Ja’s Adaptation Fund project marches on
FROM the climate risk atlas being developed for Negril to training in disaster risk reduction (DRR) techniques for communities, Jamaica's Adaptation Fund (AF) project is progressing.
This is despite the cancellation of component one that should have seen the installation of breakwaters in Negril and the need for an extension from March 2016 to September 2017 the request for which was approved by the AF Board in April.
The focus now is on the two remaining components of the project:
• Enhancing the Climate Resilience of the Agricultural Sector by Improving Water and Land Management has a price tag of US$2,503,720 (component two); and
• Improving Institutional and Local Level Capacity for Coastal and Agricultural Adaptation and Awareness Raising for Behaviour Modification (US$785,500) of the US$9,965,000 project (component three).

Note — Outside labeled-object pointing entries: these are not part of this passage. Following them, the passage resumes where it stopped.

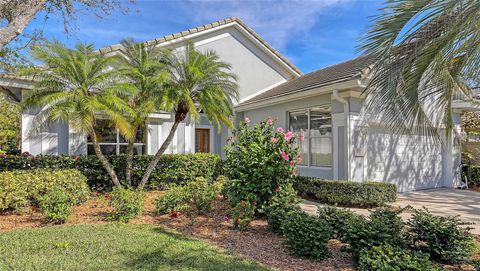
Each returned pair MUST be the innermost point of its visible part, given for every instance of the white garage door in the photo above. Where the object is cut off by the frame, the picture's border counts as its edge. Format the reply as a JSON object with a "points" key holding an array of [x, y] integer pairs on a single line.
{"points": [[407, 161]]}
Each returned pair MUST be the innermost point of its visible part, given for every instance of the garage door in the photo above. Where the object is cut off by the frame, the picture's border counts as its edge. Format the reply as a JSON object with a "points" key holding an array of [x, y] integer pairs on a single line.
{"points": [[407, 161]]}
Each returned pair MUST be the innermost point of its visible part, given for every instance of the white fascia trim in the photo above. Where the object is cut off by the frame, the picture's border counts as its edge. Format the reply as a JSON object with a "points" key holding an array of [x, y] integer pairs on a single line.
{"points": [[266, 49], [262, 91], [160, 116], [212, 39], [300, 94]]}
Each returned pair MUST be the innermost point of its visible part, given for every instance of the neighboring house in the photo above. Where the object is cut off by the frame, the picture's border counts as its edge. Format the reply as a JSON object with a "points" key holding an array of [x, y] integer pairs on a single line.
{"points": [[257, 65], [326, 105]]}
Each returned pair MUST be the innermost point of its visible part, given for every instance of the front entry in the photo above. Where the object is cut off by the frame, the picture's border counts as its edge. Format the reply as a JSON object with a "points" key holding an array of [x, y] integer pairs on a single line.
{"points": [[202, 140]]}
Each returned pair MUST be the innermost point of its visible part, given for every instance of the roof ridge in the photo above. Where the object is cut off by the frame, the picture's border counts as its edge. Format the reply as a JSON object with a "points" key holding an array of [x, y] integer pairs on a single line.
{"points": [[115, 47], [337, 64]]}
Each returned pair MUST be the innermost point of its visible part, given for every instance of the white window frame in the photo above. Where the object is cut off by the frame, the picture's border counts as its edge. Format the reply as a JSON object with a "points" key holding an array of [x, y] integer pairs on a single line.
{"points": [[308, 136], [118, 144]]}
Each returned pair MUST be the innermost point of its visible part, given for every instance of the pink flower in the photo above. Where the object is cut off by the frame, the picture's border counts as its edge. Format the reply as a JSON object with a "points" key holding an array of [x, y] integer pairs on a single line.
{"points": [[288, 135], [270, 121], [299, 159], [285, 156]]}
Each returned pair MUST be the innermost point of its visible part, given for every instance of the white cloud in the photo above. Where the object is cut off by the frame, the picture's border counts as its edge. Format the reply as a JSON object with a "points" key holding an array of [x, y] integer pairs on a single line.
{"points": [[275, 20]]}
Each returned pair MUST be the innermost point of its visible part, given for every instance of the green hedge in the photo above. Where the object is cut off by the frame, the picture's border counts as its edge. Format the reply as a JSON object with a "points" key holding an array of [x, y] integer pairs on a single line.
{"points": [[172, 168], [21, 188], [346, 193]]}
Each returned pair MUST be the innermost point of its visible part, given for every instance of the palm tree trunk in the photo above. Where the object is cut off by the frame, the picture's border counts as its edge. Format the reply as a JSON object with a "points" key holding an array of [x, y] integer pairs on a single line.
{"points": [[105, 163], [128, 170], [157, 156]]}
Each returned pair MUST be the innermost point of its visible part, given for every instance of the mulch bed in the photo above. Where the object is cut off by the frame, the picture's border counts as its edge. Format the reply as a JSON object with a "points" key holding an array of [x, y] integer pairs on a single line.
{"points": [[255, 243]]}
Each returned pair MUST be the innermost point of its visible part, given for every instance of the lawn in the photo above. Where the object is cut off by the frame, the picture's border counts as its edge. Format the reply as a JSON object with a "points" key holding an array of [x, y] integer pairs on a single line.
{"points": [[111, 247]]}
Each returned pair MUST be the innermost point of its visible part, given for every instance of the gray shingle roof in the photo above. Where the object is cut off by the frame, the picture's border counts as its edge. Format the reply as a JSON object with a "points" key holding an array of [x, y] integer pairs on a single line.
{"points": [[336, 73], [198, 29]]}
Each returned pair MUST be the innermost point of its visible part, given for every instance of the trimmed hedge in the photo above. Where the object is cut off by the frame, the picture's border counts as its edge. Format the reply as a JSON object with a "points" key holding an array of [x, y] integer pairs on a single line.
{"points": [[346, 193], [172, 168], [19, 189], [307, 236]]}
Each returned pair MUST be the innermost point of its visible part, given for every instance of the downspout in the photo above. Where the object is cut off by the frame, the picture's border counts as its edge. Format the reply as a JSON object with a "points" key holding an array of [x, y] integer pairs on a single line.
{"points": [[346, 109]]}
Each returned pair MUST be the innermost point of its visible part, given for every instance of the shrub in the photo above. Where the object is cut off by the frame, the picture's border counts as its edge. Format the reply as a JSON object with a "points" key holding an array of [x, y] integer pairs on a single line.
{"points": [[259, 161], [194, 197], [172, 168], [338, 220], [384, 227], [346, 193], [281, 204], [127, 204], [175, 199], [56, 206], [472, 172], [444, 238], [242, 214], [389, 258], [307, 236], [21, 188]]}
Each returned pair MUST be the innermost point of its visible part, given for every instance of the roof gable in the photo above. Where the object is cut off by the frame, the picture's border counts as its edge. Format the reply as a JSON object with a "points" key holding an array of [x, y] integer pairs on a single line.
{"points": [[332, 74], [204, 29]]}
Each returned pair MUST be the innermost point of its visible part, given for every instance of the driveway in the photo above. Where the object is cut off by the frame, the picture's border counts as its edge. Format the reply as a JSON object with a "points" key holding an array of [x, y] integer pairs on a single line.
{"points": [[442, 202]]}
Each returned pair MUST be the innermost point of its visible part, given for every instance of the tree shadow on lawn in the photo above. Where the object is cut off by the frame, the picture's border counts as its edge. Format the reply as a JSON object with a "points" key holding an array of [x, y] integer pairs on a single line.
{"points": [[191, 255]]}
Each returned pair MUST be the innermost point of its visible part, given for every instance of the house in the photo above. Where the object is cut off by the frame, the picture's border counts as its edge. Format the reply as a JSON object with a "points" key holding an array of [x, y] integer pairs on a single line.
{"points": [[326, 105]]}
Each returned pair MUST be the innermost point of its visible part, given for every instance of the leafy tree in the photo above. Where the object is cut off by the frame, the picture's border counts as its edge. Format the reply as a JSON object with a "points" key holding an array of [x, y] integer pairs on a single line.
{"points": [[17, 14], [9, 125], [140, 67], [471, 121], [198, 82], [76, 86], [425, 54]]}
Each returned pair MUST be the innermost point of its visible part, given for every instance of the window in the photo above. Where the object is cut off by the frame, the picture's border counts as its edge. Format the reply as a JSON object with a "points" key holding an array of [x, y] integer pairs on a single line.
{"points": [[316, 125], [112, 142], [202, 140]]}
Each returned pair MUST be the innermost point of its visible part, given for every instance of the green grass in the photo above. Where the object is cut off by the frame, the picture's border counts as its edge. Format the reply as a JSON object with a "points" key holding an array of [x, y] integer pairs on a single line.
{"points": [[112, 247]]}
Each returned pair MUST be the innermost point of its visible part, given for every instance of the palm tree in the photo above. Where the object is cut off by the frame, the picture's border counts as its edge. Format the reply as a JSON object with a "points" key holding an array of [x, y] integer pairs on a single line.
{"points": [[76, 86], [198, 82], [139, 65], [426, 53]]}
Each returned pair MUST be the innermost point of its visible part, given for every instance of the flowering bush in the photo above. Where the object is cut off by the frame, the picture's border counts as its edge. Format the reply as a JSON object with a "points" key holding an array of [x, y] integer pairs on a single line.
{"points": [[260, 160]]}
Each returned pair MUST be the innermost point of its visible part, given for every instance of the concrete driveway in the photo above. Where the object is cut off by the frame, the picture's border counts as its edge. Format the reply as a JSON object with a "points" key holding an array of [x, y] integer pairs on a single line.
{"points": [[442, 202]]}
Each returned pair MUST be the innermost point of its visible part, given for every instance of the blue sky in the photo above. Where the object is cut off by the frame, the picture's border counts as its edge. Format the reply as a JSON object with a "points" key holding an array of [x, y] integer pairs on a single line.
{"points": [[311, 33]]}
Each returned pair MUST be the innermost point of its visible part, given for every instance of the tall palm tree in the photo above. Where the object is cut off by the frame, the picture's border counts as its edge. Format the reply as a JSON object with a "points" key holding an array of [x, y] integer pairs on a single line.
{"points": [[140, 67], [198, 82], [426, 53], [77, 86]]}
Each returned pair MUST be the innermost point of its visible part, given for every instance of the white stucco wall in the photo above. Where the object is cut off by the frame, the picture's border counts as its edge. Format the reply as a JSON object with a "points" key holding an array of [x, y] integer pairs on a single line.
{"points": [[280, 113], [411, 162], [256, 71]]}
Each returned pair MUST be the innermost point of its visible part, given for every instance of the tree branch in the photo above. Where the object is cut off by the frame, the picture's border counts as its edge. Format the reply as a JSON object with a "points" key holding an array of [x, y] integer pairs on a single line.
{"points": [[19, 16]]}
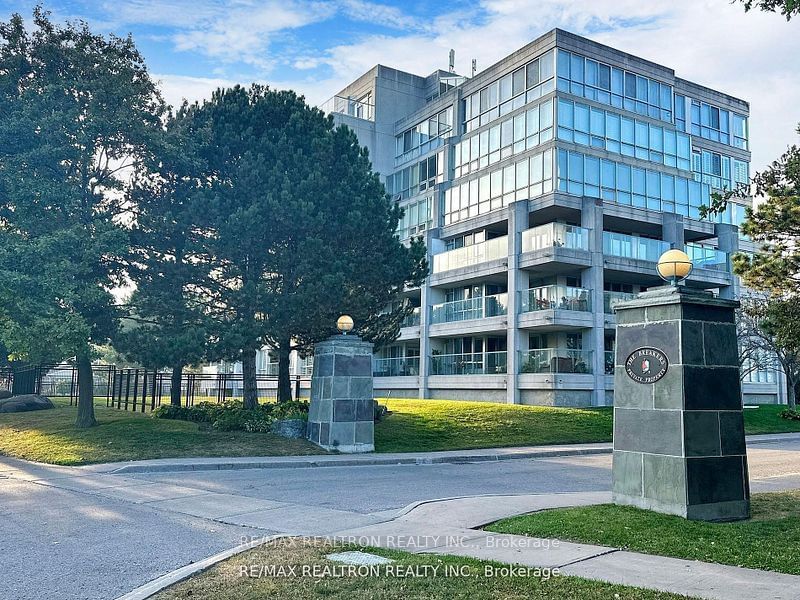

So far, more than 150 community members, including 41 community leaders, have benefitted from the DRR training even as work on the atlas is nearing completion.
Individuals in benefitting parishes among them Clarendon, St Mary, St Thomas, Trelawny, and Westmoreland have also been trained as first responders.
"We have tried (too) to build institutional capacity. In RADA (Rural Agricultural Development Authority), we have trained 30 persons who are trainers themselves to carry out the farmer field schools methodology in terms of the land husbandry aspect," programme manager Shelia McDonald-Miller told The Gleaner.
"We have also developed a land husbandry curriculum for water management as well as land management. It is already printed and disseminated to the parishes for the climate smart training at the local level... RADA and its wider extension network will take care of the training of the farmers in the climate smart methodologies," she added.
The project has also worked with a dozen schools in some of the training to which farmers have been exposed.
Crucial for the project is also knowledge management.
"The knowledge management relates to how we ensure that we document the lessons and the experiences, both the good and the ones that need improvement... We are making strides and I would like to see us intensify as implementation proceeds," McDonald-Miller noted.
"The development of the farmer field school manual is an important element of knowledge management. It is documenting a methodology that has been tried and proven in this project and incorporated into the training of the extension personnel," added Claire Bernard, deputy director general - director, sustainable development and social planning at the Planning Institute of Jamaica (PIOJ).
"Another element is by sharing... the lessons learnt and pitfalls and lessons from the pitfalls being incorporated in the design of other projects," she added.
On the requested and approved extension, Bernard said: "We would certainly have preferred not to seek an extension, component one notwithstanding."
"If we take out component one, which has been problematic since 2014, we would have hoped to have completed component two. But project implementation has its challenges and when you are doing novel work, there are times when you have to step back and do a bit of retracing and all of that," she added.
Among the reasons for the delay, as reflected in the application for extension to the AF Board and available on the AF website, are:
• Lower than required level of project readiness by executing entities, particularly in the first year of project implementation;
• scope change and small adjustments in programme design;
• back-to-back periods of severe and prolonged drought which led to extended delays on some agriculture activities; and
• the realisation of some probable risks at levels above those anticipated, including "the readiness of some communities for the project, demands on staff resources of partner agencies, especially field staff and generally low absorptive capacity."
These factors notwithstanding, Bernard said: "We think we are track to complete within the time frame of the extension."
McDonald Miller, for her part, said there was no
question of the project, once completed, contributing to Jamaica's climate change readiness.
"We certainly would want to believe that the project remains relevant to the country's development framework, and we are making an important positive difference in the lives of our stakeholders and target communities, and that is the whole objective, to improve the lives of the vulnerable, and that there is steady progress being made in that regard," she posited.